Chinese government project

The Trans-Himalayan Multi-dimensional Connectivity Network (abbreviated as THMCN and sometimes referred to as the Trans-Himalayan network) is an economic corridor between Nepal and China and part of China's Belt and Road Initiative, a global development initiative that develops connectivity especially across Eurasia. During a state visit to Nepal in 2019, the corridor was hailed by Chinese President and General Secretary of the Communist Party Xi Jinping as changing Nepal "from a landlocked to a land-linked country."

==Infrastructure==
The corridor consists of several transportation infrastructure projects. The flagship infrastructure project is the China–Nepal railway, which currently at the stage of feasibility study. A number of highway projects are to be implemented including the construction of a tunnel road and upgrading of the Araniko Highway, which was shut down after the Gorkha earthquake. The Araniko Highway ends at the border of the village of Kodari and the Chinese border crossing of Zhangmu. The border port is set for restoration under the initiative.
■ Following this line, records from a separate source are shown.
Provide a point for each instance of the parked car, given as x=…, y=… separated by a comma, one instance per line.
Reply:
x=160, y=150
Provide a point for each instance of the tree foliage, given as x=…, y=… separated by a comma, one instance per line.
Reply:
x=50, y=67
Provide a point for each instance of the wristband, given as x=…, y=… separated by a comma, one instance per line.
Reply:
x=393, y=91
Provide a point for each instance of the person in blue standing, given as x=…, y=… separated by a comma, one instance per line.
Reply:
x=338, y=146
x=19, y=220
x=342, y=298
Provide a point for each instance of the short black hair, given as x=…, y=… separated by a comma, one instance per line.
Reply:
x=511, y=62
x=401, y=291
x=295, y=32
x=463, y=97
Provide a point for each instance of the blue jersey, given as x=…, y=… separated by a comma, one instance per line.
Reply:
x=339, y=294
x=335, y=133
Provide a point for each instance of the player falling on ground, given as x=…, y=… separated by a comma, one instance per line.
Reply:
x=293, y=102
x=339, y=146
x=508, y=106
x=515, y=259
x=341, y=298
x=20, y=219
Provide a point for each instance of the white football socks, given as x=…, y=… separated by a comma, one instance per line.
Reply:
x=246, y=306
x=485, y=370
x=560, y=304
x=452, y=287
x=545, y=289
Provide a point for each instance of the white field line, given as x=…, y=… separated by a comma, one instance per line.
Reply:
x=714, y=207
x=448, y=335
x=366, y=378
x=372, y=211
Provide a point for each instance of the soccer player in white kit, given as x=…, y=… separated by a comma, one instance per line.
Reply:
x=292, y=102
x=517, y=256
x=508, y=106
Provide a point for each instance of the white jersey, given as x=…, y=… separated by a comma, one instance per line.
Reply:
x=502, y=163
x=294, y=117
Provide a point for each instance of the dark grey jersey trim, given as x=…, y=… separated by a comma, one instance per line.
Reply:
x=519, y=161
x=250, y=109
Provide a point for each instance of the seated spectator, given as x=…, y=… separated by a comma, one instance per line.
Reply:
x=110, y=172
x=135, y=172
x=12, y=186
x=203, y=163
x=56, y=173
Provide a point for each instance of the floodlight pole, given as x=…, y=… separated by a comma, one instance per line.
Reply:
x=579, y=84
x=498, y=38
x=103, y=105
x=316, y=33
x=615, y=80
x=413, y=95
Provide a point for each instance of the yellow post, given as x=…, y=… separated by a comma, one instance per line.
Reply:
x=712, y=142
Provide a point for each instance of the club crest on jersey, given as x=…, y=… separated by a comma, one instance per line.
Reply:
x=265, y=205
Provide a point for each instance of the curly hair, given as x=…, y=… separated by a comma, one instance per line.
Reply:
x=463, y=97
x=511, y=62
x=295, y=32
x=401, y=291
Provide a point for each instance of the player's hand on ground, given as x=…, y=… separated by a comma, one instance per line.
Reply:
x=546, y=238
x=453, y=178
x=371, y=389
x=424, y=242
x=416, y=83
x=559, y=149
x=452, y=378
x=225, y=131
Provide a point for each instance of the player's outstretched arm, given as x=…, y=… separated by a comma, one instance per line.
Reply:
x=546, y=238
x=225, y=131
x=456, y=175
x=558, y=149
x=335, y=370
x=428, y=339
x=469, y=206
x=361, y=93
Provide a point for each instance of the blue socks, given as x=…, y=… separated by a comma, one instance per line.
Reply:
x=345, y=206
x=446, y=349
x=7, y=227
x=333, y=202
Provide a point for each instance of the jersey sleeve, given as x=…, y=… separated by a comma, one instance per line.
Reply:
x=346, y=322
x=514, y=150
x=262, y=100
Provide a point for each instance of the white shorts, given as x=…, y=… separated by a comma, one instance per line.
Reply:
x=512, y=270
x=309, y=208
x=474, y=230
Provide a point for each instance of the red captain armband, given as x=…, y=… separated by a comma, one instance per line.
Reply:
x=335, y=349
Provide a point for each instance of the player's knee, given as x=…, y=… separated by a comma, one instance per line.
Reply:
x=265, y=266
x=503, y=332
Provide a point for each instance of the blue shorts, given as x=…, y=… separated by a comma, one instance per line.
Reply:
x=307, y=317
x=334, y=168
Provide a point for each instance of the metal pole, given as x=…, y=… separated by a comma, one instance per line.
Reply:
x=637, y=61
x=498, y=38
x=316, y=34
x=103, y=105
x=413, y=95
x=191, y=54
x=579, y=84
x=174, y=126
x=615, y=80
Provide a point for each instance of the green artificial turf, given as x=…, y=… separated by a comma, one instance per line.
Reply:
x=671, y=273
The projects also consist of internal improvements to Nepalese transport infrastructure including serving three north–south corridors of the country (Koshi Economic Corridor, Gandaki Economic Corridor and Karnali Economic Corridor). The intended projects include the Kathmandu-Pokhara-Lumbini extension of the China-Nepal railways and various highway projects in the Himalayan Valley.

=== Background (2017) ===
Nepal formally joined China’s Belt and Road Initiative (BRI) in May 2017 after signing a Memorandum of Understanding on cooperation in infrastructure, trade, and connectivity. This agreement established the institutional framework for expanding bilateral cooperation and laid the groundwork for subsequent proposals on cross-border connectivity between the two countries.

=== Proposal and early development (2018) ===
In June 2018, during Prime Minister K. P. Sharma Oli’s official visit to China, the two countries proposed the establishment of the Trans-Himalayan Multi-Dimensional Connectivity Network (THMCN). The initiative was conceived as a multi-sector connectivity framework encompassing transportation, energy, and communications infrastructure, with the objective of strengthening cross-border integration.

Both sides agreed to jointly develop the concept under the BRI framework, including potential cross-border railways, highways, and transmission networks aimed at improving trade and regional connectivity.

=== Elevation to flagship initiative (2019) ===
In October 2019, Chinese president Xi Jinping conducted a state visit to Nepal, during which the THMCN was elevated to a flagship bilateral initiative. During the visit, both sides emphasized the importance of enhancing connectivity and agreed to promote infrastructure cooperation across multiple sectors.
The project was framed as a means to transform Nepal "from a landlocked to a land-linked country," reflecting its strategic importance in regional integration.

Agreements reached during the visit included expanded cooperation in railway construction, road connectivity, aviation infrastructure, and cross-border trade facilitation, positioning the network as a central pillar of bilateral relations.